The slab had text chiselled into it which began SACRED TO THE MEMORY OF. Karg felt able to guess the rest.
"Yes. Yes, just you. You, somewhat bizarrely, I feel I can trust." Drague's torch beam moved down the grave. "We are not here on a wild goose chase, after all. The telephone call was genuine. Someone has left a wreath, it seems."
Karg looked at the wreath, and the torch beam attached to his own goggles tracked across itwas he looked. It was a stone wreath - a spiral stone wreath. It resembled nothing so much as a stone ammonite resting on a piece of paper. The piece of paper said, in hastily scribbled permanent marker:
YOU ARE GOING TO HAVE TO START TRUSTING US SOME TIME, ALASTAIR, AND WE ARE BOTH GOING TO NEED THESE THINGS - A STORM IS COMING, AND IT WILL BLOW ON EARTH AND GONDOLIN ALIKE. MAY YOUR FATHER REST IN PEACE. CLEO X
"Bless, as they say", said Drague, "her little cotton socks." He lifted up the ammonite. Under the beam of his torch, the rest of the chiselled text on the slab read:
W. A. DRAGUE DSO CdG
1918 - 1983
LOVING FATHER
DEVOTED HUSBAND
SERVANT OF HIS COUNTRY
Underneath that, it continued:
TWO MEN LOOK OUT OF THE SAME PRISON BARS
ONE SEES MUD AND THE OTHER STARS
Karg turned his goggles to look at Drague. In the dark, unseen by any other man, possibly not even imagining he could be seen by Karg, Alastair Drague was crying real, genuine, honest-to-goodness tears. Karg felt like bottling them and seeing what price they'd fetch on the open market.
"We have what we came for, it seems", said Drague. "Come. We have a great deal to do. Things have been set in motion, and I do not believe I can stop them. But I feel obliged to try."
He produced a cigarette lighter as they walked back toward the streetlights of the land of the living. As they walked, a torch beam - a visible-light torch beam, blindingly bright - stabbed out of the dark and played across their faces.
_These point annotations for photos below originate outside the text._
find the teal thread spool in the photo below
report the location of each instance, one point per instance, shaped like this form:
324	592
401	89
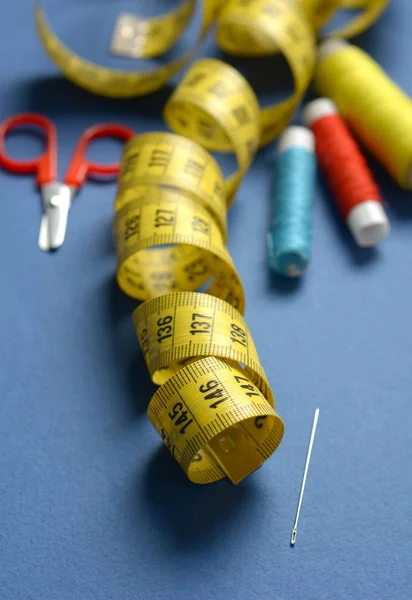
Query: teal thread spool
290	235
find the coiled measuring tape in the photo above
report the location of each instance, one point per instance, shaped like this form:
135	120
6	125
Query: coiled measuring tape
214	408
244	28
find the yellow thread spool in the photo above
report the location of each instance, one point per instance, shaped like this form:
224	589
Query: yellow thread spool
377	110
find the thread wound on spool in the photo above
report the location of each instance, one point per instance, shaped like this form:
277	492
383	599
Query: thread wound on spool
376	109
347	173
290	235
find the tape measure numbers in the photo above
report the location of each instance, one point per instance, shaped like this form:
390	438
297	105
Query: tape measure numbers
184	327
214	421
214	408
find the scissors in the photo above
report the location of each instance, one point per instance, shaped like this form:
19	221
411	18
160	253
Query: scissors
57	197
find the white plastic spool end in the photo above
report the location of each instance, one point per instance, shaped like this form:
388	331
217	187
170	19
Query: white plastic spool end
294	136
368	223
318	109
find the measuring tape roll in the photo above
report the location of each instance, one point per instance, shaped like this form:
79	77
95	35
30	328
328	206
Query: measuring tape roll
214	409
212	414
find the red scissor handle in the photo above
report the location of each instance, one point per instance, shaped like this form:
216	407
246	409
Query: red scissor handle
44	165
80	168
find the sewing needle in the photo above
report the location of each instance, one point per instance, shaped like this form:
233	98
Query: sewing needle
305	474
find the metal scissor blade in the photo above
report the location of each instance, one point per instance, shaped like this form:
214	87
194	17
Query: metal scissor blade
44	233
57	199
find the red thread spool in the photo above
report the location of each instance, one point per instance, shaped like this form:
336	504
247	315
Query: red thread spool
348	175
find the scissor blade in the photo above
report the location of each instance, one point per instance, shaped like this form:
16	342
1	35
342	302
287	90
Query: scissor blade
44	244
57	223
57	199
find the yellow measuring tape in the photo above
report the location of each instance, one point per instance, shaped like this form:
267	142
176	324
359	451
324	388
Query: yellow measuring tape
214	410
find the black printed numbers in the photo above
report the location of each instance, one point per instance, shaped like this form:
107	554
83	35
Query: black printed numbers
247	386
200	225
238	335
168	442
165	329
200	324
179	416
164	218
131	227
212	390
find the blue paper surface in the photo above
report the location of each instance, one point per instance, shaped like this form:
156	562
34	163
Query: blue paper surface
92	507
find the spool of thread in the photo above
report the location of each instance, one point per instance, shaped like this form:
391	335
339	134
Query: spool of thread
376	109
348	175
290	235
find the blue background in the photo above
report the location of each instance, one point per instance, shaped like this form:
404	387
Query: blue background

"Have you finished in there yet, sir?"
Drague shaded his eyes against the glare. "Quite finished, thank you, Norman. Sorry about the lateness of the hour."
"That's quite all right, Mr. Drague. Anything for a relative of one of our most distinguished residents. Did you and your men find what you was looking for? I think it might have been left by a young girl, a black girl, quite pretty. She knocked on my door about two hours ago. Was wanting to find your dad's grave. It was after hours and everything and it's against the rules, but for some reason, I really wanted to help her find it. I might even say I got a warm and happy glow out of the whole process. I am not sure why."
Drague smiled thinly. "You got a warm and happy glow, Norman, because she was an angel from heaven. You get ready to turn in - my men will be out of here in ten minutes."
"Good night, Mr. Drague, sir."
"Good night, Norman. Sleep tight." Drague turned to Karg, who already had his short-wave radio out.
"On it, sir."
As Karg radioed the men on the perimeter instructing them to stand down, Drague held the flame of his cigarette lighter to one corner of the note from Cleo, and held the note by another corner as it burned away thoroughly and entirely.